How can your organization stay one step ahead of the competition when it comes to innovation?
Here, six of our leaders offer some advice based on what we’re seeing from our clients and our internal efforts.
As industries are disrupted and business models change overnight, everyone is asking the same question: How can I keep up with the evolving business landscape and be a leader instead of a follower when it comes to innovation?
“An accelerating pace of change is the reality. Change is happening faster than ever before,” says Centric Consulting President Larry English. “It’s going to be an exciting time. Business models. Technologies. Ideas. They’re all going to revolutionize almost every industry. You have to be prepared and you have to start addressing it now.”
Riding the Wave of Change
But, how do you address this wave of change? The kind that’s so big you don’t see it coming?
“If you’re going to survive it, you have to start developing a culture of innovation,” Larry added. “And you need to start experimenting.”
Many of our clients are grappling with how to better innovate internally, and they’re asking us to help them. So, we asked members of our team who are part of our own internal efforts to provide some recommendations on steps to take toward innovation.
Here’s what they had to say.
1. Launch an Innovation Pilot and Experiment First
Marc Johnson, Centric National Senior Architect, says to start small and start with a pilot. Treat your pilot like an innovation idea or experiment and test it.
“Innovation is all about experimentation. If you spend months and invest a lot of money trying to get your questions answered, you’re probably going to fail more often than not and lose a lot of money. So your pilot, just like your ideas, should start with something very manageable, such as a hypothesis that includes the value you want to add. Then, figure out the cheapest, quickest way to get to that.”

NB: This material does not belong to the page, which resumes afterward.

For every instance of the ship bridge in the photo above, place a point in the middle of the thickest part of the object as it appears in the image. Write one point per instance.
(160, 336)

2. Think of Atypical Solutions for Problems
Carmen Fontana, Centric’s Cloud and Artificial Intelligence Ldead, innovates by solving problems in new ways.

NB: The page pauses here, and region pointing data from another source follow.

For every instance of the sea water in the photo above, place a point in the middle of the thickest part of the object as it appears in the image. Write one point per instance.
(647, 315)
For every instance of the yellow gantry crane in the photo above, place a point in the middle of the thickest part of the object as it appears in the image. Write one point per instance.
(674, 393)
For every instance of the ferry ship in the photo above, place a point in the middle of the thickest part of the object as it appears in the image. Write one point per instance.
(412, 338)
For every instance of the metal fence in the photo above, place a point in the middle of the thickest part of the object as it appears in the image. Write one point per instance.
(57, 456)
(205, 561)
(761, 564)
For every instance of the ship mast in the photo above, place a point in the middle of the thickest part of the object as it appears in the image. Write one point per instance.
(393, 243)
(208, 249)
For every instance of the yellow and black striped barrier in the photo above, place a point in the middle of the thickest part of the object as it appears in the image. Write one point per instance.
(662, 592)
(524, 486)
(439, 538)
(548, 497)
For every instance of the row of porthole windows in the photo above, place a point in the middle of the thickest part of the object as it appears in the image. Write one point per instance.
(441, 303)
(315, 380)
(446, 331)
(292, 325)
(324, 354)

“When confronted with a problem, I try to map out what the conventional solution would be. Then, I take a deep breath, throw that solution away and challenge myself to think of an atypical answer to the problem at hand. Right now, I’m part of a team exploring if machine learning will help us with recruiting and staffing. Matching people to projects is traditionally done with search queries and spreadsheets – we want to see if it can be done successfully with a completely different methodology.”
3. Break Your Bias
Paul Holway, Centric St. Louis’ Technology Leader, says innovation happens when unique approaches are applied to your vision, not from incremental improvements or following trends.
“The biggest innovations come not usually from experts, but by people outside the field unencumbered by bias. With that in mind, be balanced in what you pursue, don’t be afraid to have a broad exposure across interests, and take time to be challenged. Check out the site https://liminalthinking.com for ways to help break your bias and expand the creativity you put toward being innovative.”
4. Mentor Innovators Through the Experimentation Process
Jeff Lloyd, National Partner of Strategic Growth & Operations, says once you have some ideas, it’s time to mentor and train the idea generators to pursue it.
“Piece together an informal mentoring network to keep ideas alive and keep them moving. Fertilize the ideas. You want people to take their ideas and test them. You want to push them along until, at some point, they say ‘I think I’ve got something really good here.’ But that won’t happen if the process is too rigid or structured. It won’t happen if people have to put documents together and present their ideas to a committee at an early stage. Taking a mentoring approach helps mature ideas and proactively drive them forward until you have something with merit.”
5. Let People’s Passion Drive Change
Kevin Sheppard, Shared Services and Centric Coach, says passion – and not rewards – should be the driving force behind new ideas.
“The initial reward for striving to innovate should be about giving people the opportunity to present new ideas and thrive in the workplace. For our consultants, we try to make it clear that coming up with new ideas will count as practice management time as a reward for participating. Longer term, if the idea provides a lot of benefits for the organization and reaps rewards, then you discuss financial incentives. But what we’ve found that works well is to celebrate successes and celebrate failures because it’s an opportunity to learn something and it encourages innovators to keep trying.”
In the words of Thomas Friedman, an American journalist, author, and three-time Pulitzer Prize winner:
“Do you know what my favorite renewable fuel is? An ecosystem for innovation.”
In order for organizations to stay relevant and ‘renew’ themselves, they have to adopt a culture of innovation. But, becoming an organization that is good at innovation is not easy. It is a multi-year transformation. Our team encourages all of our clients to begin this journey now and encourage you to do the same.